Writing a report with GPT-3.5 Turbo

The final step is to instruct the LLM to synthesize the content into a research report, including citations of the original links. We can do that by pairing the content and the URLs and writing them into the prompt.

Python
def synthesize_report(topic, search_contents, content_slice=750):
    input_data = '\n'.join([f"--START ITEM--\nURL: {item.url}\nCONTENT: {item.text[:content_slice]}\n--END ITEM--\n" for item in search_contents])
    return get_llm_response(
        system='You are a helpful research assistant. Write a report according to the user\'s instructions.',
        user=f'Input Data:\n{input_data}Write a two paragraph research report about {topic} based on the provided information. Include as many sources as possible. Provide citations in the text using footnote notation ([#]). First provide the report, followed by a single "References" section that lists all the URLs used, in the format [#] <url>.',
        # model='gpt-4'  # want a better report? use gpt-4 (but it costs more)
    )

All Together Now

Now, let’s just wrap everything into one Researcher function that strings together all the functions we’ve written. Given a user’s research topic, the Researcher will generate search queries, feed those queries to Exa Auto Search, and finally use an LLM to synthesize the retrieved information. Three simple steps!

Python
def researcher(topic):
    print(f'Starting research on topic: "{topic}"')

    search_queries = generate_search_queries(topic, 3)
    print("Generated search queries:", search_queries)

    search_results = get_search_results(search_queries)
    print(f"Found {len(search_results)} search results. Here's the first one:", search_results[0])
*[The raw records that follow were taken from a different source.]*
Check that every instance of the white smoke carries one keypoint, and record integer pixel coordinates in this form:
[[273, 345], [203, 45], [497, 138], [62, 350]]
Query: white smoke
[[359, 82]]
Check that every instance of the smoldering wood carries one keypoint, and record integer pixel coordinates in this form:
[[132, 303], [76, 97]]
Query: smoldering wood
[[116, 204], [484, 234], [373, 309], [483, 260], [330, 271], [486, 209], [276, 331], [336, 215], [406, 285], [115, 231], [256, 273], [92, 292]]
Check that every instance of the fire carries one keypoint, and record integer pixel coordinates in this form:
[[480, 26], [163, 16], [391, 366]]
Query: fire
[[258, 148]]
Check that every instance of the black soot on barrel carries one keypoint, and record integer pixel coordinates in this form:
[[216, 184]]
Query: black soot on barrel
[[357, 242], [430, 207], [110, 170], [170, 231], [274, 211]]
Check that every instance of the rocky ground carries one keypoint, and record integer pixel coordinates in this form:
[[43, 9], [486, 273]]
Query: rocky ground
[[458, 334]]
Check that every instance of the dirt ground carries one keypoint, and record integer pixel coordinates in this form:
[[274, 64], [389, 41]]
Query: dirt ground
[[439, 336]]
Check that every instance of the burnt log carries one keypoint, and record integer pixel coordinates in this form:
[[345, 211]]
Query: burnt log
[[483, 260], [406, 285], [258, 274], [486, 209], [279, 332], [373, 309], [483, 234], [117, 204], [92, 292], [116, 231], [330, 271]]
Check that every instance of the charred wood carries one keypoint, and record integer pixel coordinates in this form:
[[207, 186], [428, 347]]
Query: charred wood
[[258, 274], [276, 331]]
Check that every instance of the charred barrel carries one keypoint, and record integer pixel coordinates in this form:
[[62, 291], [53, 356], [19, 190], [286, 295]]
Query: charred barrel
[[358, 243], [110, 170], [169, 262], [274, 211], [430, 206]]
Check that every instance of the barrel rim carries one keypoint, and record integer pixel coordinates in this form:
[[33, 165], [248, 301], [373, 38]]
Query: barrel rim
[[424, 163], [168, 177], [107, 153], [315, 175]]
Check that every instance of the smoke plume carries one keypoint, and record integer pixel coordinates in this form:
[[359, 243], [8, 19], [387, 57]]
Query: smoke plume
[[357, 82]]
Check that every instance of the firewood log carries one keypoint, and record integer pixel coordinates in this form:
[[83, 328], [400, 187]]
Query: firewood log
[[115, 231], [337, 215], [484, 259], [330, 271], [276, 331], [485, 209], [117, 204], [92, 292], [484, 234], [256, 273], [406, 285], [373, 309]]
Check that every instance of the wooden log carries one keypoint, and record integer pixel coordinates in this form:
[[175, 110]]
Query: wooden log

    print("Synthesizing report...")
    report = synthesize_report(topic, search_results)

    return report

In just a couple lines of code, we’ve used Exa to go from a research topic to a valuable essay with up-to-date sources.

Python
def run_examples():
    print("Researching Sam Altman:")
    sama_report = researcher(SAMA_TOPIC)
    print(sama_report)

    print("\n\nResearching Renaissance Art:")
    art_report = researcher(ART_TOPIC)
    print(art_report)

# To use the researcher on the examples, simply call the run_examples() function:
if __name__ == "__main__":
    run_examples()

# Or, to research a specific topic:
# print(researcher("llama antibodies"))

This Python implementation of Exa Researcher demonstrates how to leverage Exa’s Auto Search feature and the OpenAI API to create an automated research tool. By combining Exa’s powerful search capabilities with GPT-3.5 Turbo’s language understanding and generation, we’ve created a system that can quickly gather and synthesize information on any given topic.